DOLLAR PULLS BACK AFTER ALMOST HITTING 8-YEAR HIGH AGAINST YEN

* Noon Tuesday - The U.S. dollar retreated from near an eight-year high of of 137.86 yen Tuesday, as U.S. Treasury Secretary Robert Rubin distanced himself from a U.S. News & World Report article saying that he is prepared to see the yen falling to 150 to the dollar if this would save the Japanese economy from collapse.

Mr. Rubin said he ''saw that report and was somewhat surprised about it.''''We have over the last several months said that the Japanese authorities have expressed their concern about the weakness of the yen and we share their concern,'' Mr. Rubin said to reporters ahead of a meeting with Chinese finance officials.

Fresh turmoil in Russian and South Korean markets kept the Swiss franc in demand as a safe haven, while the British pound also strengthened.

* 9 a.m. Tuesday - The dollar soared Tuesday morning to near an eight-year high against the Japanese yen on a report that U.S. Treasury Secretary Robert Rubin was willing to let the yen fall to 150 to the dollar if that is what it takes to revive Japan's economy.

The dollar was trading Tuesday morning at 137.64 yen, up from 135.88 yen late Friday and at 1.7687 Deutsche marks, up from DM1.7591.

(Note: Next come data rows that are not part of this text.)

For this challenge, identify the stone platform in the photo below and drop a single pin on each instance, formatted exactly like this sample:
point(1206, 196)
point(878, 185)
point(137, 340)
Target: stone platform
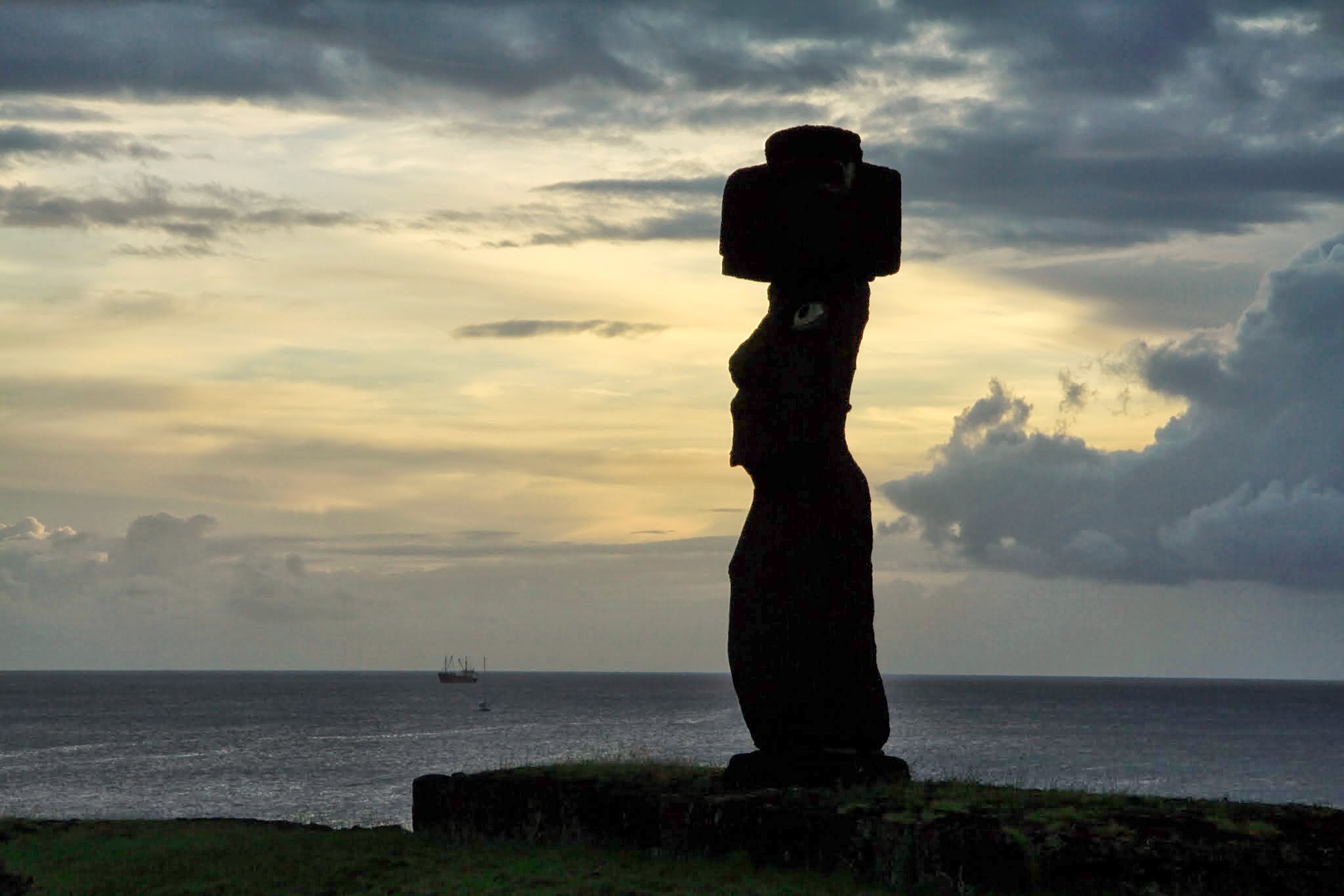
point(759, 770)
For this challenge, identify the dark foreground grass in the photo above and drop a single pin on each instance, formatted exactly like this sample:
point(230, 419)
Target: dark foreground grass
point(240, 856)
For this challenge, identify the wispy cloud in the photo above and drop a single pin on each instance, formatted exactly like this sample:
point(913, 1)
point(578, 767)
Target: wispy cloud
point(531, 328)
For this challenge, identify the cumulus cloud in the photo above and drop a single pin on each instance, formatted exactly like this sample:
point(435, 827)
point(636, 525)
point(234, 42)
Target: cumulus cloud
point(161, 544)
point(1246, 484)
point(530, 328)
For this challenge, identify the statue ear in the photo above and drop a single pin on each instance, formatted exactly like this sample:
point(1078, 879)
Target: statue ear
point(809, 316)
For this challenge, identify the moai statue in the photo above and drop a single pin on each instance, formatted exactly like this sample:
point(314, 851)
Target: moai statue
point(818, 223)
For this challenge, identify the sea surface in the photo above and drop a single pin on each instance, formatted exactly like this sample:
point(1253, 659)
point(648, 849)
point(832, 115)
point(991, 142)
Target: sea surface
point(343, 747)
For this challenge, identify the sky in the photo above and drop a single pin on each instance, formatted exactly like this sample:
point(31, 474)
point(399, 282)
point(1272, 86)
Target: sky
point(350, 333)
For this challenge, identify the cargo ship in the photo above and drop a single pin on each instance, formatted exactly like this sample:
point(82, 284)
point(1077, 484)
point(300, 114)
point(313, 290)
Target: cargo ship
point(460, 675)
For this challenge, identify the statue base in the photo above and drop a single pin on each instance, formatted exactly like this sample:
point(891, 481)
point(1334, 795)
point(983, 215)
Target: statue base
point(827, 769)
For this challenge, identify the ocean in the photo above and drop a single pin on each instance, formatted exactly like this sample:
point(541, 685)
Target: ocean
point(342, 747)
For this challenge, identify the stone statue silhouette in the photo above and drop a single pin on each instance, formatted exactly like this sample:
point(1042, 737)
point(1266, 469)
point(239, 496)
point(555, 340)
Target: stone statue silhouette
point(818, 225)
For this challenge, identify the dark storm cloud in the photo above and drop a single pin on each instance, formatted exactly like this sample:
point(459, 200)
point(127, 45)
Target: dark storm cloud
point(530, 328)
point(507, 49)
point(1246, 484)
point(195, 214)
point(1063, 124)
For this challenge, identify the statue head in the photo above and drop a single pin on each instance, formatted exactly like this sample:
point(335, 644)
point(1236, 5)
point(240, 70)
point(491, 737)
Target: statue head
point(815, 210)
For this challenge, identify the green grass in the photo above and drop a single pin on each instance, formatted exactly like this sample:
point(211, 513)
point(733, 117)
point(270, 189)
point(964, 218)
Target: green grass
point(222, 856)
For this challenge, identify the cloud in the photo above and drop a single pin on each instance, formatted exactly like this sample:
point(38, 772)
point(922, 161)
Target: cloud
point(195, 214)
point(1065, 124)
point(161, 544)
point(505, 50)
point(660, 187)
point(20, 142)
point(530, 328)
point(1246, 484)
point(42, 110)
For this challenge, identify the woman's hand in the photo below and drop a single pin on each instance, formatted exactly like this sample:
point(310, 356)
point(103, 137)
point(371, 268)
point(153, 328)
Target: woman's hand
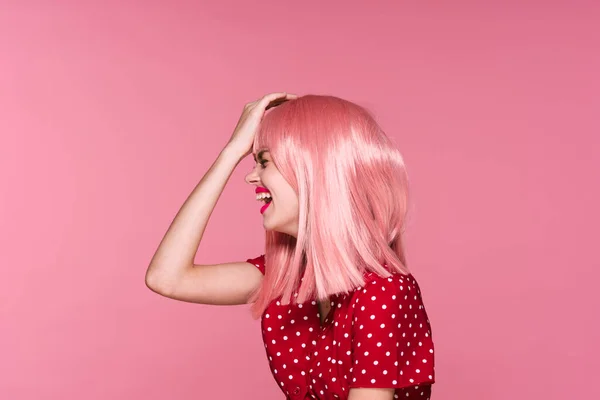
point(242, 138)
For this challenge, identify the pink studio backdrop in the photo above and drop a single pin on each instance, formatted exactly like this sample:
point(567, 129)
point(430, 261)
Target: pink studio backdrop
point(110, 113)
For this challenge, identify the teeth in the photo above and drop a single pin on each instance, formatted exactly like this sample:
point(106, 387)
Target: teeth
point(262, 196)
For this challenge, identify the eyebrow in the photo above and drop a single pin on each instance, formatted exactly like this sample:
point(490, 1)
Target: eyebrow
point(260, 153)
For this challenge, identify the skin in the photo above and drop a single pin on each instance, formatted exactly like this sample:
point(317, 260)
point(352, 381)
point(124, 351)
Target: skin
point(282, 216)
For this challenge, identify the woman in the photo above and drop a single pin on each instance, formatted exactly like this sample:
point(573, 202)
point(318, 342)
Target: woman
point(342, 318)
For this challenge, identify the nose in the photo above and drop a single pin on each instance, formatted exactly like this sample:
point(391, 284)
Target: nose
point(252, 177)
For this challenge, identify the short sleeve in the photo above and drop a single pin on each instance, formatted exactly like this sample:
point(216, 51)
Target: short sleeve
point(392, 345)
point(259, 262)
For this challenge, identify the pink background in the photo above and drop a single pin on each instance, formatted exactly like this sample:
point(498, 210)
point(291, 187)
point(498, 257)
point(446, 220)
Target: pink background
point(110, 113)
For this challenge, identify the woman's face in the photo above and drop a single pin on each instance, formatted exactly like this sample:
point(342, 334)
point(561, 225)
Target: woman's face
point(282, 213)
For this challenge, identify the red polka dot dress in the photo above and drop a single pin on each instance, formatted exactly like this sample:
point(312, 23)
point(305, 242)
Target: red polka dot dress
point(377, 336)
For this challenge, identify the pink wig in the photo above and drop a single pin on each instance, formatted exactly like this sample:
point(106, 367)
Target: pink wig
point(352, 188)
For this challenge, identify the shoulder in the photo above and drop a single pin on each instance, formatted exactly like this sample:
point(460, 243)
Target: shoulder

The Rubin report in U.S. News & World Report was denied, but many market participants suspect that Mr. Rubin's failure to sanction intervention lends credence to such talk, said Marc Chandler, senior analyst at Deutsche Bank in New York. * 3 p.m. Friday - The dollar rose in quiet trading ahead of the three-day holiday weekend.

The dollar was trading Friday afternoon at 135.82 yen, up from 134.95 yen late Thursday, and at 1.7587 Deutsche marks, up slightly from DM1.7585.

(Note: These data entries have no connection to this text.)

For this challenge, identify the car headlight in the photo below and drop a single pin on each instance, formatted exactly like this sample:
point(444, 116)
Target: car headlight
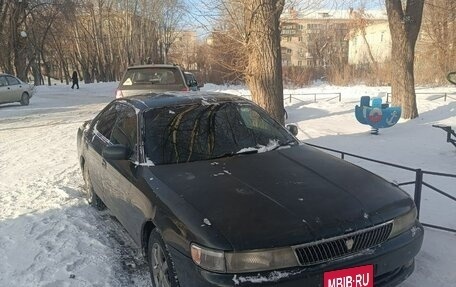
point(209, 259)
point(403, 222)
point(245, 261)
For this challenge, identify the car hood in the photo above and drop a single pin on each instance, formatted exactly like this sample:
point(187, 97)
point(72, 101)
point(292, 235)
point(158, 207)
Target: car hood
point(283, 197)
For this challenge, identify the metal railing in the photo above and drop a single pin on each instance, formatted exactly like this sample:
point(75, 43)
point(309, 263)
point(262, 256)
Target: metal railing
point(418, 182)
point(295, 96)
point(445, 96)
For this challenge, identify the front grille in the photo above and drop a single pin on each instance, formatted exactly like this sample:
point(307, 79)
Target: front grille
point(341, 246)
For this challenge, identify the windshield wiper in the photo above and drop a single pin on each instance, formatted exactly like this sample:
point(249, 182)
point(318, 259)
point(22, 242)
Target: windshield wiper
point(287, 143)
point(230, 154)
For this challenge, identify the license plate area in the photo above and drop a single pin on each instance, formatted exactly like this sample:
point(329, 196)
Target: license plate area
point(362, 276)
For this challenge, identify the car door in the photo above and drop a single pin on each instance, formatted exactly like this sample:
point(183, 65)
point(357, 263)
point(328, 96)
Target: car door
point(5, 91)
point(120, 176)
point(98, 138)
point(15, 88)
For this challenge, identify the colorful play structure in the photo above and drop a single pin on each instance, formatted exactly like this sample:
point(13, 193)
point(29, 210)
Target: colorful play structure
point(376, 114)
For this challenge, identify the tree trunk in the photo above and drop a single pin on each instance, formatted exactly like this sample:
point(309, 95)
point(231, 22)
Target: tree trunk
point(404, 27)
point(264, 69)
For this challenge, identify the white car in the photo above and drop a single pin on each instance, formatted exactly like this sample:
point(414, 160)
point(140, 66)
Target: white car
point(13, 90)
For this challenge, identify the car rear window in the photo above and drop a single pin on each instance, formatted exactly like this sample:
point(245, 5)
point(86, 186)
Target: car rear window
point(152, 76)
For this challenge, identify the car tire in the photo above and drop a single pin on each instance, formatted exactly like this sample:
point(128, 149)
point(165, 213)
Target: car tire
point(91, 197)
point(25, 99)
point(161, 265)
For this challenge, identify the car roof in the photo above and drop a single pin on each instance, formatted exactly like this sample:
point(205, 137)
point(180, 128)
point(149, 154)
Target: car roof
point(153, 66)
point(165, 99)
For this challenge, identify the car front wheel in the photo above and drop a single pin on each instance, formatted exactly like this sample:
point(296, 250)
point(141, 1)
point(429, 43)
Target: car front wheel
point(25, 99)
point(90, 195)
point(160, 263)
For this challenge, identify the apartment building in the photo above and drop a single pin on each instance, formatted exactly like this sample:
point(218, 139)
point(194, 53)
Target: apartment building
point(317, 38)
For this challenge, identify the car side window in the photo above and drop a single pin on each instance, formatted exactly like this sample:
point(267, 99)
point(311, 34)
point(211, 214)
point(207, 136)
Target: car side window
point(106, 121)
point(3, 82)
point(12, 81)
point(125, 129)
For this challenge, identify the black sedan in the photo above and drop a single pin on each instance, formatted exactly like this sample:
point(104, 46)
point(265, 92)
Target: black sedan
point(219, 194)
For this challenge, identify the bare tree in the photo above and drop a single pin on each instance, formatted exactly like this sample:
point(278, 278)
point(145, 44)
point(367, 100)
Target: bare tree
point(404, 25)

The dollar rose sharply against the yen in Tokyo on the release of the Bank of Japan's April 9 minutes that hinted at monetary easing.

In Indonesia, the decision by President B.J. Habibie to oust Trade Minister Bob Hasan and Suharto's daughter Tutut was seen as a welcome sign that Mr. Habibie is taking a hard line on reforming the Cabinet.